En el camino, ya el centro del continente en el llamado Tapón del Darién, una densa zona selvática entre Colombia y Panamá donde los grupos del crimen organizado tienen un amplio dominio, el migrante cuenta que sufrió mucho para adentrarse y salir con vida de la selva junto a su amigo fallecido en el incendio en Juárez, Rannier Requena. Aunque lo peor, matiza, no fue la selva, sino lo que vino muchos kilómetros después: México.

—Agarramos el tren ahí por el basurero, en un lugar que se llama Huehuetoca (Estado de México). Y de ahí agarramos directo para el norte. Duramos 97 horas montados en el tren —dice para hacer hincapié en que contó cada una de las horas que sobrevivió encaramado a los hierros—. Hermano, ahí arriba se pasa frío en serio —prosigue—. Se le congelan a uno los dedos así —retuerce los alargados dedos como si fueran garras de una criatura siniestra—. Y pues a veces el tren viene blandito, pero otras va durísimo metiéndose por las montañas —hace ahora un gesto con las manos como si fuera una culebra serpenteando entre las piedras del monte—. Y tienes que aguantar ahí como sea. No te puedes dormir y tienes que ir todo el tiempo alerta por la mafia que detiene el tren y te secuestra.

Por eso dice que le da tanta rabia lo sucedido en la estancia del INM, donde pasa las noches mirando con un gesto de profunda tristeza las decenas de veladoras que iluminan las fotografías de los fallecidos en el incendio. Primero, dice, porque fue una tragedia que se pudo haber evitado si los custodios hubieran abierto las celdas; y segundo, le da rabia porque tantos sueños como el suyo quedaron truncados cuando ya tenían ante sus ojos la meta final después de recorrer 5 mil kilómetros de Venezuela a El Paso. Aunque en su caso, se revira a sí mismo en un intento por mantener los pies en el suelo a pesar de tener la meta final ya a la vista, aún le falta mucho camino por recorrer.

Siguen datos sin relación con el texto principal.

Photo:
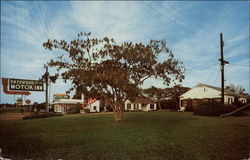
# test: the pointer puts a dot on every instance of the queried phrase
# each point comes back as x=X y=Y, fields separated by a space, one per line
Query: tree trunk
x=118 y=116
x=159 y=105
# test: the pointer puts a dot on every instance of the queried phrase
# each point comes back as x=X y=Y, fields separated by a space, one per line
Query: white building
x=202 y=92
x=140 y=104
x=63 y=104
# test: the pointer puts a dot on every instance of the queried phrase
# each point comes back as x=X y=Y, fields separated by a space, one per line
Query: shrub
x=189 y=109
x=41 y=115
x=213 y=109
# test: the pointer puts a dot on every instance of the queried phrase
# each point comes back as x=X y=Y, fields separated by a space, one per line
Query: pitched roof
x=227 y=92
x=142 y=100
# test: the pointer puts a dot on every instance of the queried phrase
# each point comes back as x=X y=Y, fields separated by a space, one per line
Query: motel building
x=205 y=93
x=63 y=104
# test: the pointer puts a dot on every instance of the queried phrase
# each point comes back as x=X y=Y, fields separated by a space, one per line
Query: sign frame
x=26 y=85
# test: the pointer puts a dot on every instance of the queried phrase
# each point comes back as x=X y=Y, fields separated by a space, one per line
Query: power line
x=185 y=27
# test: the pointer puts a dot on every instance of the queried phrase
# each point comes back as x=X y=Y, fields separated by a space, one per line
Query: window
x=128 y=106
x=152 y=106
x=136 y=106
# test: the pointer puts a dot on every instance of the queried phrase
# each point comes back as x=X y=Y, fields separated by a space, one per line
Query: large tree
x=155 y=94
x=113 y=72
x=235 y=88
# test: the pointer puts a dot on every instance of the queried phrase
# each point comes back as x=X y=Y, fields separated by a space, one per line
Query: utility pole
x=46 y=93
x=223 y=62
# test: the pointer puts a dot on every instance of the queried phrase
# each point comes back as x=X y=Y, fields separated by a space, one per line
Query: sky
x=191 y=29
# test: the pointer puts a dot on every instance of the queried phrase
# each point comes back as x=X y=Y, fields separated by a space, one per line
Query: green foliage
x=144 y=136
x=213 y=109
x=10 y=110
x=86 y=110
x=41 y=115
x=113 y=72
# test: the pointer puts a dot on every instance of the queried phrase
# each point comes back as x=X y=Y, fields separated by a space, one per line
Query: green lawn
x=143 y=135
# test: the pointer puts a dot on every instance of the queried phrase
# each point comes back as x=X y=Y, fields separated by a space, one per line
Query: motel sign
x=25 y=85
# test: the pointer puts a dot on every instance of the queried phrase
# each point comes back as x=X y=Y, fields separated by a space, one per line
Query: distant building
x=204 y=93
x=140 y=104
x=63 y=104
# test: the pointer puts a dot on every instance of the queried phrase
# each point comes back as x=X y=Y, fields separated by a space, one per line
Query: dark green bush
x=42 y=115
x=86 y=110
x=213 y=109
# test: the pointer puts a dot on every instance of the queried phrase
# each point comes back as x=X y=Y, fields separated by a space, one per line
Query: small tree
x=113 y=72
x=155 y=94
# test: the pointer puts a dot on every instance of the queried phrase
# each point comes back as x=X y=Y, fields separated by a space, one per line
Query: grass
x=142 y=136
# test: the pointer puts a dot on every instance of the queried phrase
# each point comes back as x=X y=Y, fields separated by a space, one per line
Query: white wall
x=91 y=106
x=201 y=92
x=226 y=99
x=148 y=107
x=243 y=100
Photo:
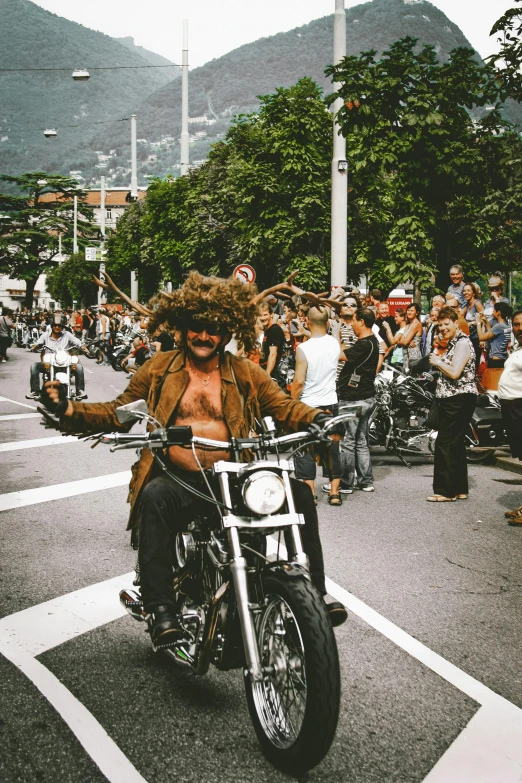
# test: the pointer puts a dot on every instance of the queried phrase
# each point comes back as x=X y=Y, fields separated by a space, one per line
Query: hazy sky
x=217 y=26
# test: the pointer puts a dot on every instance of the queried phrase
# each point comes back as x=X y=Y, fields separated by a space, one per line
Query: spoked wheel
x=295 y=707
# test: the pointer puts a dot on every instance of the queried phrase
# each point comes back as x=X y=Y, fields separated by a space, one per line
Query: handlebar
x=182 y=436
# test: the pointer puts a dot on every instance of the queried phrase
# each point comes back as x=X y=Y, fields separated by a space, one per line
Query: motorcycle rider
x=57 y=340
x=219 y=396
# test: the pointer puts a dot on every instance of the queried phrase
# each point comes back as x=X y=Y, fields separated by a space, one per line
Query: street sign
x=245 y=273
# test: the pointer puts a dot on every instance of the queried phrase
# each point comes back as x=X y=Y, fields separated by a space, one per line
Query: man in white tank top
x=315 y=384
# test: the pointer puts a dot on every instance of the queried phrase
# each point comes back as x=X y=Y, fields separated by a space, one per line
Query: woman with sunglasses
x=471 y=309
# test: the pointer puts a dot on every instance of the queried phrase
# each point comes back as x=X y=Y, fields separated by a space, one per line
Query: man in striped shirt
x=57 y=340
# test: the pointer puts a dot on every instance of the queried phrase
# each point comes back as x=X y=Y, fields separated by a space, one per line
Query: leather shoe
x=337 y=613
x=165 y=630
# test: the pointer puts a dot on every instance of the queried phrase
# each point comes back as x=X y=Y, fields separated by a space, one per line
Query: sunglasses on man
x=197 y=325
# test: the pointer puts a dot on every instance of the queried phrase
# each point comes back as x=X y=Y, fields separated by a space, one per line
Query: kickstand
x=404 y=462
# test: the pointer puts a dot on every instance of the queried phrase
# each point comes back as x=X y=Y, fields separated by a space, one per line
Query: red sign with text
x=399 y=301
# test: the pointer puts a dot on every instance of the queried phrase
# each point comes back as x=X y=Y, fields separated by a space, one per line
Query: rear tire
x=295 y=708
x=475 y=457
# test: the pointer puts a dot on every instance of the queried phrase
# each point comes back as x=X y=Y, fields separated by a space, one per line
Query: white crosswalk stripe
x=16 y=445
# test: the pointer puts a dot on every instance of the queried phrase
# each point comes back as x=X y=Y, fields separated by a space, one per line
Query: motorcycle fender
x=288 y=570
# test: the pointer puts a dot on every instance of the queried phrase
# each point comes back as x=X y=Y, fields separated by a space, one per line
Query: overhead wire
x=92 y=68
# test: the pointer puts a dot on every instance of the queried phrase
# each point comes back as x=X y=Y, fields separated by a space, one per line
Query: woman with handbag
x=5 y=335
x=455 y=401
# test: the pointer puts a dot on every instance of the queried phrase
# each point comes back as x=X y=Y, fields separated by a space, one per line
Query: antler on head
x=317 y=300
x=145 y=311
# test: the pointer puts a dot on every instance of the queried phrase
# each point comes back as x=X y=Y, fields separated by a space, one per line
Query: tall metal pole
x=134 y=159
x=102 y=230
x=184 y=102
x=134 y=195
x=75 y=226
x=339 y=248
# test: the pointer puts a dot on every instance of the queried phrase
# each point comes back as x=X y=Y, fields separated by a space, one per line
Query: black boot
x=166 y=628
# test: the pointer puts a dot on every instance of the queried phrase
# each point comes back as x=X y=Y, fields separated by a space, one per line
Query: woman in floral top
x=456 y=399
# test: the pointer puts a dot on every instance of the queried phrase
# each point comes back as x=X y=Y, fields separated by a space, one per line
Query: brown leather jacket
x=248 y=394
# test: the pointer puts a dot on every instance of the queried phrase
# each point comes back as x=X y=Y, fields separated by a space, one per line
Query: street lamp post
x=184 y=102
x=134 y=161
x=339 y=246
x=102 y=231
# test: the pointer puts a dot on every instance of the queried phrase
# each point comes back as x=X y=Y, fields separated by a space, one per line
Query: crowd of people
x=329 y=358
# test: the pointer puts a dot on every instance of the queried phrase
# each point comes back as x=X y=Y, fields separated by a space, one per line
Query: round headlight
x=264 y=492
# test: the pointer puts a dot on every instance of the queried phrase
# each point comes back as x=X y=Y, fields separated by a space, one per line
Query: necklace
x=204 y=381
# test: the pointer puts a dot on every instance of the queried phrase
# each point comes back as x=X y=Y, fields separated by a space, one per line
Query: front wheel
x=295 y=707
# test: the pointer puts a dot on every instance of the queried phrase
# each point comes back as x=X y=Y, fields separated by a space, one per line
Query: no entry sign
x=245 y=273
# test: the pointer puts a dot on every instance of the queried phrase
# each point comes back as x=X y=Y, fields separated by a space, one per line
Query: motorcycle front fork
x=239 y=571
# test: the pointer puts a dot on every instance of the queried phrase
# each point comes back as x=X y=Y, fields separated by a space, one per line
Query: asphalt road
x=447 y=577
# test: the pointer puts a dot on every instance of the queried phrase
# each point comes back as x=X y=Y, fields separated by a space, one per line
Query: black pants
x=166 y=507
x=38 y=368
x=450 y=474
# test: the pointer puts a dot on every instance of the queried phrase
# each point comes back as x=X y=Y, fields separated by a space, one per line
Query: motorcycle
x=21 y=334
x=122 y=349
x=399 y=421
x=60 y=366
x=93 y=348
x=239 y=608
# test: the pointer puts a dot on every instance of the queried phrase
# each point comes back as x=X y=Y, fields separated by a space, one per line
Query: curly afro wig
x=227 y=302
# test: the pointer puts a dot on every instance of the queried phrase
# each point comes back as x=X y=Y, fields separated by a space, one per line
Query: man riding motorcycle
x=57 y=340
x=219 y=396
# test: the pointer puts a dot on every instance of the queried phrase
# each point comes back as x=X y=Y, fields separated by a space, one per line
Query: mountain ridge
x=218 y=90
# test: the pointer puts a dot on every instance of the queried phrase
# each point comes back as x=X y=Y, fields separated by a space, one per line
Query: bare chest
x=201 y=408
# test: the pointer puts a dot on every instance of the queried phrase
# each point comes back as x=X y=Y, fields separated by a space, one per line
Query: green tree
x=509 y=57
x=129 y=250
x=423 y=156
x=31 y=223
x=262 y=197
x=72 y=280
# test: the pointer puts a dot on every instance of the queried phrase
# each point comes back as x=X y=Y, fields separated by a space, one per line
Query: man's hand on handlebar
x=54 y=397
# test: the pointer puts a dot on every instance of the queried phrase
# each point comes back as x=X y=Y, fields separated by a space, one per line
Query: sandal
x=337 y=500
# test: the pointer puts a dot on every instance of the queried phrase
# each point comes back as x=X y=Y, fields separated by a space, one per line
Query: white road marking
x=14 y=416
x=29 y=497
x=112 y=762
x=486 y=751
x=15 y=402
x=489 y=749
x=44 y=626
x=32 y=444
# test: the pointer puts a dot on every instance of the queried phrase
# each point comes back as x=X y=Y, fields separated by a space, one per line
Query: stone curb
x=508 y=463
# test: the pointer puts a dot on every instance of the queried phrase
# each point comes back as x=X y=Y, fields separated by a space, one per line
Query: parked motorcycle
x=399 y=419
x=239 y=608
x=21 y=334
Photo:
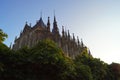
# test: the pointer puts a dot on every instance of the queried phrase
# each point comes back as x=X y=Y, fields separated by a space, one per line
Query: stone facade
x=40 y=31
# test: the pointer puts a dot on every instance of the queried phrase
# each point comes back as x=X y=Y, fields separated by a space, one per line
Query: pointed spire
x=68 y=34
x=10 y=45
x=78 y=40
x=55 y=28
x=73 y=37
x=48 y=24
x=82 y=43
x=63 y=33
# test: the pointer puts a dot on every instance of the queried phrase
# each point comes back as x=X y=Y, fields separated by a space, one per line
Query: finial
x=10 y=45
x=26 y=22
x=63 y=28
x=41 y=14
x=30 y=24
x=54 y=17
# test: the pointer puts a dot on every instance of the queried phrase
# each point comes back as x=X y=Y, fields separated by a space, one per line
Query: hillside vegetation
x=46 y=61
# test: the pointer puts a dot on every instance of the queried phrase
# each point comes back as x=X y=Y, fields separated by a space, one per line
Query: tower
x=55 y=28
x=48 y=24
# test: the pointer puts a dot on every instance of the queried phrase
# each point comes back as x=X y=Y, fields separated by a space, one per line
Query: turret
x=82 y=45
x=78 y=42
x=63 y=32
x=68 y=35
x=73 y=37
x=48 y=24
x=26 y=28
x=55 y=28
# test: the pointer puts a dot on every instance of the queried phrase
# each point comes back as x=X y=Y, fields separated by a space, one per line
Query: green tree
x=3 y=36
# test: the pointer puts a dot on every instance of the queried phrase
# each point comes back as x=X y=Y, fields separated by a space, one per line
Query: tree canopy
x=3 y=36
x=46 y=61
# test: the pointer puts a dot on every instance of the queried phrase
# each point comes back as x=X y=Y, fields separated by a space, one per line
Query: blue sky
x=97 y=22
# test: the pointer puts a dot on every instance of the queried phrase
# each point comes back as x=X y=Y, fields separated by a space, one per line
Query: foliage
x=46 y=61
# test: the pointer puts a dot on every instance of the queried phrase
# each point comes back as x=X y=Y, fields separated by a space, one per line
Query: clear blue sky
x=97 y=22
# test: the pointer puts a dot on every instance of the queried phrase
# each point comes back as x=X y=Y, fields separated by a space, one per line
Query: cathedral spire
x=78 y=42
x=68 y=34
x=63 y=33
x=48 y=24
x=82 y=43
x=55 y=28
x=73 y=37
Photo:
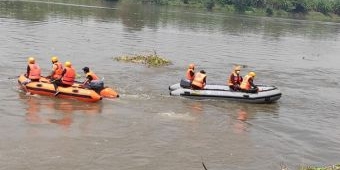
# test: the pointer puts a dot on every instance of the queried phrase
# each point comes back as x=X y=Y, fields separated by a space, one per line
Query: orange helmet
x=252 y=74
x=54 y=59
x=237 y=68
x=68 y=64
x=31 y=60
x=191 y=66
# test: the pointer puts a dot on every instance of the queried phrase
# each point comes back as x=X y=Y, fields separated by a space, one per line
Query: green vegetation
x=334 y=167
x=270 y=7
x=151 y=60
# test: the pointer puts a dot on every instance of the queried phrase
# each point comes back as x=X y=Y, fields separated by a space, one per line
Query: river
x=148 y=129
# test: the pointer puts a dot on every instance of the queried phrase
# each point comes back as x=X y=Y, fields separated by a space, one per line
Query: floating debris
x=151 y=60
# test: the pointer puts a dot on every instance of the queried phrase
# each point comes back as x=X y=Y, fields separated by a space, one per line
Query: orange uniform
x=199 y=80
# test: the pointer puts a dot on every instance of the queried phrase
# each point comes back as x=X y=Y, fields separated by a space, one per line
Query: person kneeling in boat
x=190 y=75
x=235 y=79
x=247 y=84
x=57 y=70
x=33 y=72
x=199 y=81
x=67 y=78
x=92 y=80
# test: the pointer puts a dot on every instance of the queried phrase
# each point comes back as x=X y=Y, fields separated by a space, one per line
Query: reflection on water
x=57 y=111
x=136 y=17
x=299 y=57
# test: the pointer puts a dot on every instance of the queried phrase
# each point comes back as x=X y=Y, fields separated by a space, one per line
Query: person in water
x=190 y=72
x=235 y=79
x=92 y=80
x=68 y=77
x=248 y=85
x=57 y=69
x=199 y=81
x=33 y=71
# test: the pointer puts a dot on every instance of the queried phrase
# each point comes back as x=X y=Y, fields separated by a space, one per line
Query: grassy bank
x=321 y=10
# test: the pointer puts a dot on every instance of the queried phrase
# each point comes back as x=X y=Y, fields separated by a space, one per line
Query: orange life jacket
x=237 y=79
x=58 y=70
x=189 y=77
x=199 y=80
x=94 y=76
x=35 y=71
x=245 y=85
x=69 y=76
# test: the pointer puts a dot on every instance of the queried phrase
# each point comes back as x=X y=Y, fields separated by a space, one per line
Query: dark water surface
x=148 y=129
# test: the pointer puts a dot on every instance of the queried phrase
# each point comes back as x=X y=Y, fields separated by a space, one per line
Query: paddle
x=205 y=168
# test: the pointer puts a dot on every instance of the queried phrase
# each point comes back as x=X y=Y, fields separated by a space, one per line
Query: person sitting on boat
x=247 y=84
x=68 y=77
x=33 y=72
x=92 y=80
x=235 y=79
x=199 y=81
x=57 y=69
x=190 y=72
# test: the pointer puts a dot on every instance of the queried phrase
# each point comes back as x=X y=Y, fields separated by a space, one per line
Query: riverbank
x=316 y=10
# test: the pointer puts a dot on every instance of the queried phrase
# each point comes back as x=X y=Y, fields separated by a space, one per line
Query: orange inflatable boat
x=44 y=87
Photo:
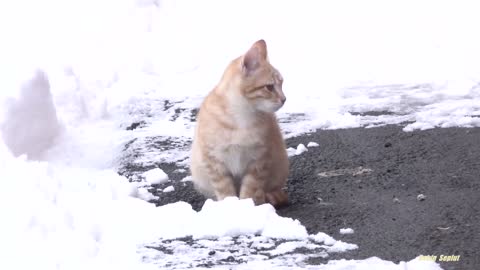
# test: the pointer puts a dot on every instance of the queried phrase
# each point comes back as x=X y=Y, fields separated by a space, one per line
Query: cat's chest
x=240 y=151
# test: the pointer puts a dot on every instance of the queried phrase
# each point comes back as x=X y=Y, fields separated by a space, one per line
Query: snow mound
x=30 y=123
x=155 y=176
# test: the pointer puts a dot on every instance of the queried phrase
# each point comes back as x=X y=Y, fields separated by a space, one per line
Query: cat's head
x=258 y=81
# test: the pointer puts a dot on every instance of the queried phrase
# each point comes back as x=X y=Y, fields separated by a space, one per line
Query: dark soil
x=381 y=201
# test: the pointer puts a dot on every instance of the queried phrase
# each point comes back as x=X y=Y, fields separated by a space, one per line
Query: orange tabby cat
x=238 y=149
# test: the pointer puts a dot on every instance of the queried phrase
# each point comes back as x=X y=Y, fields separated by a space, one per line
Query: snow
x=71 y=86
x=346 y=231
x=297 y=151
x=312 y=144
x=155 y=176
x=169 y=189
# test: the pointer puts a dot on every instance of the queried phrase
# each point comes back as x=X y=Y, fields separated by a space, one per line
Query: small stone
x=421 y=197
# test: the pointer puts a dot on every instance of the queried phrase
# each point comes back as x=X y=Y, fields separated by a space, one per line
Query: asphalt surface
x=404 y=193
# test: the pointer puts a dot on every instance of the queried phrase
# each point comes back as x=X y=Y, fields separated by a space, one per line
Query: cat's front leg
x=223 y=186
x=252 y=187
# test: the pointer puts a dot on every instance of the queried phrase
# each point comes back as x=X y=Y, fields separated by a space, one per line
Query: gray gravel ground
x=370 y=180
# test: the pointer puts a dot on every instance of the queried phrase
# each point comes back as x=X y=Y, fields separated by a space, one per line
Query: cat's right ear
x=254 y=56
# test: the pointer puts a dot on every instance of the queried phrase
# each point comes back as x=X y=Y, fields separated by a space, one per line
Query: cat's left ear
x=254 y=56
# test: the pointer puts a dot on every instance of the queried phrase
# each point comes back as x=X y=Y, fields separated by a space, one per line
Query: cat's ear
x=254 y=56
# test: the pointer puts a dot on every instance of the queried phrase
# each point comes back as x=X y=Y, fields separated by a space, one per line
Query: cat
x=238 y=149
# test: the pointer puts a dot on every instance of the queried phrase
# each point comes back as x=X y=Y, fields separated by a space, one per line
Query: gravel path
x=404 y=194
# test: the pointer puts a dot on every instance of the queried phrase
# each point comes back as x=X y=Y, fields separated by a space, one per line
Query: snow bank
x=30 y=123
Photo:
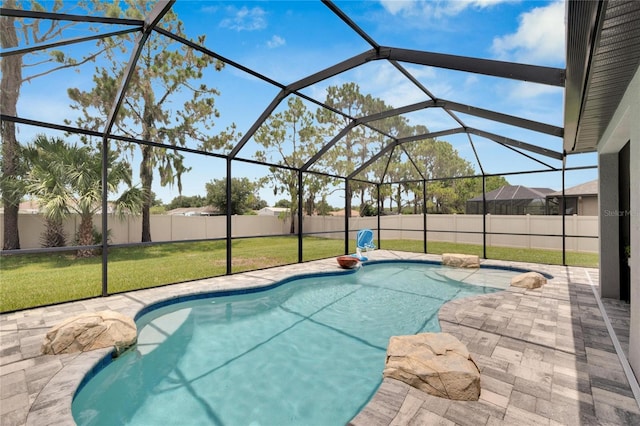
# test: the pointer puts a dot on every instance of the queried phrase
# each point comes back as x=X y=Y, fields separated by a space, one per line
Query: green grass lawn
x=44 y=279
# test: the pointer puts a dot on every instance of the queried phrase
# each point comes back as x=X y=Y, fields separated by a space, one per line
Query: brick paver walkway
x=545 y=355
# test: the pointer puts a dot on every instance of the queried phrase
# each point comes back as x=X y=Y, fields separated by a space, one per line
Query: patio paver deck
x=545 y=355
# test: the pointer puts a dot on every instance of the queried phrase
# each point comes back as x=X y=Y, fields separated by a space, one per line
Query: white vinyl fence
x=445 y=228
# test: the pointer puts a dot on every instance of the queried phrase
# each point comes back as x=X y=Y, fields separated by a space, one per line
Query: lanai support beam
x=532 y=73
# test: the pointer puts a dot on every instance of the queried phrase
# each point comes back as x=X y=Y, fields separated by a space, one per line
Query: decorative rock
x=529 y=280
x=436 y=363
x=461 y=260
x=348 y=262
x=91 y=331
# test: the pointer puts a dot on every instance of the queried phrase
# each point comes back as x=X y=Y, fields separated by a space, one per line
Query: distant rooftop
x=515 y=192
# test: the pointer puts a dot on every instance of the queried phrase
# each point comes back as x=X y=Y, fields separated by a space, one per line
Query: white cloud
x=245 y=19
x=276 y=41
x=435 y=9
x=540 y=37
x=396 y=90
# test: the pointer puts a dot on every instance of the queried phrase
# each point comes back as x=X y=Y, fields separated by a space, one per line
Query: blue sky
x=287 y=40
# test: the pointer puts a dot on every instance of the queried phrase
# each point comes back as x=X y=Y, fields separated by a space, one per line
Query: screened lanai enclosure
x=357 y=118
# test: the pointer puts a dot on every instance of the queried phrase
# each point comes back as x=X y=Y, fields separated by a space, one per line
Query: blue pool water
x=308 y=352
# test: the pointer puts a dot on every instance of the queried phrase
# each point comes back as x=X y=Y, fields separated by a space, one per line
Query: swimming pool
x=310 y=351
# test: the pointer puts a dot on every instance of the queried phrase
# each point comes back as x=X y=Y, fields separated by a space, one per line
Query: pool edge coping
x=70 y=377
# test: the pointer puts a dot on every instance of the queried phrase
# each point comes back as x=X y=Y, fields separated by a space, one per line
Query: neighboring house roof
x=514 y=192
x=587 y=188
x=194 y=211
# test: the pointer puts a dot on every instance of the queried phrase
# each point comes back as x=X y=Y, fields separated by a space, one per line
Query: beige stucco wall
x=447 y=228
x=624 y=127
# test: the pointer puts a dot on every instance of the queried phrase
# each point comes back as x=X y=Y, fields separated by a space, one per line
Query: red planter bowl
x=348 y=262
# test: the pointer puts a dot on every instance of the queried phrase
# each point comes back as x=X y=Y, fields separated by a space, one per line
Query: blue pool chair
x=364 y=242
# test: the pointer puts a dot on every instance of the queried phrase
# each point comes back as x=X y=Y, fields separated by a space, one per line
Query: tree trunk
x=9 y=93
x=146 y=176
x=85 y=236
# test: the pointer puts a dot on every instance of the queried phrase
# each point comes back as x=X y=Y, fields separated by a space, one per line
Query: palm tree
x=67 y=179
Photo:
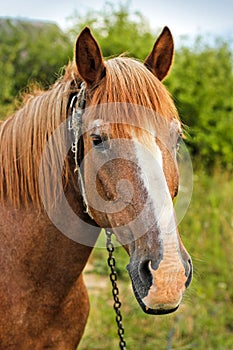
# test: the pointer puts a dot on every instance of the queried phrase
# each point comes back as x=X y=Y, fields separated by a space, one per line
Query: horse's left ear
x=160 y=59
x=88 y=58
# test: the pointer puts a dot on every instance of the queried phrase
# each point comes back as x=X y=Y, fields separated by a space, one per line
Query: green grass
x=205 y=318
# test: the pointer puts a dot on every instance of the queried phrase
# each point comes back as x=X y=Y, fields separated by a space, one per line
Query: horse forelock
x=128 y=81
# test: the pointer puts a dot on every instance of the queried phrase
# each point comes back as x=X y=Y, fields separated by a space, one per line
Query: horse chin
x=149 y=311
x=160 y=311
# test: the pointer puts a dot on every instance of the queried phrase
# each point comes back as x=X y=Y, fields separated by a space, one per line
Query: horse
x=96 y=150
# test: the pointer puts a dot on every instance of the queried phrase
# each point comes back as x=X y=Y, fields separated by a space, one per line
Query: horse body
x=44 y=303
x=126 y=164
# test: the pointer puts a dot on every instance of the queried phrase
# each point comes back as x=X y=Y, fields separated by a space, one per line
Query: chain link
x=115 y=291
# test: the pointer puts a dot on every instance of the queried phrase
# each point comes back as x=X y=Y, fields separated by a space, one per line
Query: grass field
x=205 y=319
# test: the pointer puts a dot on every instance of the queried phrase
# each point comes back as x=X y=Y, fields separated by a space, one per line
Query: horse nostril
x=189 y=273
x=145 y=274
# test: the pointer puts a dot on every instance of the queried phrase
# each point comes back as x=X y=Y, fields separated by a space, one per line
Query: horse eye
x=98 y=142
x=178 y=142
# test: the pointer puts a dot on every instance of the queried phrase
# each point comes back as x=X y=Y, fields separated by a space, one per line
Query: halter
x=77 y=107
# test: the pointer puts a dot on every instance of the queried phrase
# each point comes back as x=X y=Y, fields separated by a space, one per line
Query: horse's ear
x=88 y=58
x=160 y=59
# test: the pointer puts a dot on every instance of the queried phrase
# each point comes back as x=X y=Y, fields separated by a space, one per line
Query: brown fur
x=43 y=301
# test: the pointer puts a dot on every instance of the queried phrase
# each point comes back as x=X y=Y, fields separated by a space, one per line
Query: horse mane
x=24 y=135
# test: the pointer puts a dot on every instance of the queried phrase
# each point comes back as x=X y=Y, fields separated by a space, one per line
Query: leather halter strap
x=77 y=108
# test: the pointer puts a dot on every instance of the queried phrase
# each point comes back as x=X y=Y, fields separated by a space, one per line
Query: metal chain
x=115 y=291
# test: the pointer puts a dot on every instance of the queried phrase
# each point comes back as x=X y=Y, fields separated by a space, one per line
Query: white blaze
x=169 y=279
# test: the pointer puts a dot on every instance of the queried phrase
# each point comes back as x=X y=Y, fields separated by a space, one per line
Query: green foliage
x=204 y=321
x=29 y=52
x=201 y=80
x=117 y=30
x=202 y=84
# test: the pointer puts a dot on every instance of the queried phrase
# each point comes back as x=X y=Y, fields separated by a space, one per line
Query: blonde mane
x=23 y=135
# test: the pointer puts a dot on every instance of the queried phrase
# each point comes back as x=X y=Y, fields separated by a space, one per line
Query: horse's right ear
x=160 y=59
x=88 y=58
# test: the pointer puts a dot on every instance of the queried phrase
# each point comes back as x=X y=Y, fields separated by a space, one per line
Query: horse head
x=130 y=134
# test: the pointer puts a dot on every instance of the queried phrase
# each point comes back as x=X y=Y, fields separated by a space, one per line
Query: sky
x=181 y=16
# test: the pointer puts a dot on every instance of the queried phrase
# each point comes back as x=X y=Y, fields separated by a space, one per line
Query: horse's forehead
x=162 y=129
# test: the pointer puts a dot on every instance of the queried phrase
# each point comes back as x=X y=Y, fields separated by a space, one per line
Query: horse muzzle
x=159 y=287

Uno mira para allá —apunta con la barbilla a los marines de gesto aburrido que pasean al otro lado de la barda metálica, junto a otra patrulla de la Border Patrol— y piensas: ¡Uf! Estoy tan cerca... pero, a la vez, estoy todavía tan lejos...

Momentos después, continúa.

Sé que aún me falta mucho por recorrer —agrega mirando a los agentes fronterizos—. Y sé que para lograr mi objetivo tengo que tener un poco más de paciencia. Porque si ya llegué hasta acá, no puedo cometer ahora ningún error y que me devuelvan para atrás —responde cuando se le plantea si no ha pensado cruzar sin documentos tras un mes esperando en la calle a que le llegue a la app de la Aduana de EU la cita de las autoridades para analizar su petición de asilo—. Tengo que mantener la cabeza fría —insiste y se lleva el dedo índice a la sien derecha—. Tengo que ser paciente. Solo así podré cruzar la meta.